Securely providing Secrets

Most Flowman projects need to provide some sort of secrets (database credentials, S3 secrets, …) to external systems for being able to access them. This opens the question about a best practice how to provide those secrets to a Flowman project in a secure manner.

In order to securely provide secrets to Flowman, there are two ways:

  1. Provide secrets via system environment variables, which then can be accessed in Flowman
  2. Provide secrets stored in an external file, which then can be read by Flowman

Both approaches will extract the secret and store it in a Flowman environment variable. To prevent Flowman from printing the secret onto the console, it is enough when the variable name ends with “credential”, “secret” or “password”. In this case, Flowman will redact the value when logging the environment onto the console.

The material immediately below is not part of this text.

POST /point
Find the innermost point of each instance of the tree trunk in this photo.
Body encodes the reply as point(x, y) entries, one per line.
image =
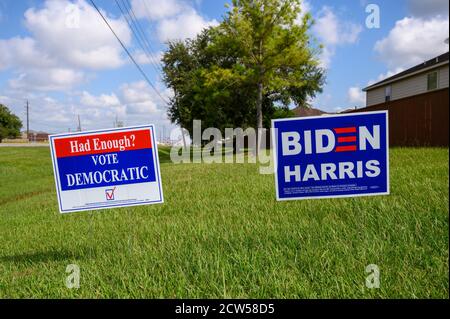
point(259, 117)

Using environment variables

By using the $System.getenv template function, you can access environment variables within Flowman. For example for extracting database credentials from system environment variables, you could proceed as follows:

environment:
  - frontend_db_driver=$System.getenv('MYSQL_DRIVER', 'com.mysql.cj.jdbc.Driver')
  - frontend_db_url=$System.getenv('MYSQL_URL')
  - frontend_db_username=$System.getenv('MYSQL_USERNAME')
  - frontend_db_password=$System.getenv('MYSQL_PASSWORD')

connections:
  frontend:
    kind: jdbc
    driver: "$frontend_db_driver"
    url: "$frontend_db_url"
    username: "$frontend_db_username"
    password: "$frontend_db_password"

relations:
  advertiser_setting:
    kind: jdbcTable
    connection: frontend
    table: "advertiser_setting"
    schema:
      kind: inline
      fields:
        - name: id
          type: Integer
        - name: business_rule_id
          type: Integer
        - name: rtb_advertiser_id
          type: Integer

Then you only need to populate the system environment variables MYSQL_DRIVER, MYSQL_URL, MYSQL_USERNAME and MYSQL_PASSWORD before starting Flowman. This approach fits well to deployments where Flowman runs inside Kubernetes, but can also be used in many other scenarios.

Using external files

Another viable approach is to provide secrets via files. Flowman can read any file via the template function $File.read, which will simply return the files content. Moreover by using the template function $JSON.path you can parse any JSON content. An example might look as follows:

environment:
  - sql_host=jdbc:sqlserver://$JSON.path($File.read($System.getenv('MSSQLSERVER_SECRETS')), '$.secret[?(@.key=="sql-host-name")].value')
  - sql_username=$JSON.path($File.read($System.getenv('MSSQLSERVER_SECRETS')), '$.secret[?(@.key=="sql-db-username")].value')
  - sql_password=$JSON.path($File.read($System.getenv('MSSQLSERVER_SECRETS')), '$.secret[?(@.key=="sql-db-password")].value')
  - sql_database=$JSON.path($File.read($System.getenv('MSSQLSERVER_SECRETS')), '$.secret[?(@.key=="sql-db-name")].value')

connections:
  datahub:
    kind: jdbc
    driver: "com.microsoft.sqlserver.jdbc.SQLServerDriver"
    url: jdbc:sqlserver://$sql_host
    username: $sql_username
    password: $sql_password
    properties:
      databaseName: $sql_database

Then you need to store the secrets in a JSON file stored on the local file system where Flowman is executed. Using the JSON paths as defined above, the file needs to look as follows:

{
  "secret": [
    {
      "key": "sql-db-username",
      "value": "my-sql-username"
    },
    {
      "key": "sql-db-password",
      "value": "my-secret-password"
    },
    {
      "key": "sql-db-name",
      "value": "MY_DATABASE"
    },
    {
      "key": "sql-host-name",
      "value": "sql-database.windows.net:1433"
    }
  ]
}

Finally, you need to set the system environment variable MSSQLSERVER_SECRETS to point to the corresponding file before starting Flowman. This additional indirection is not strictly required, but helps to decouple Flowman configuration from deployment logic.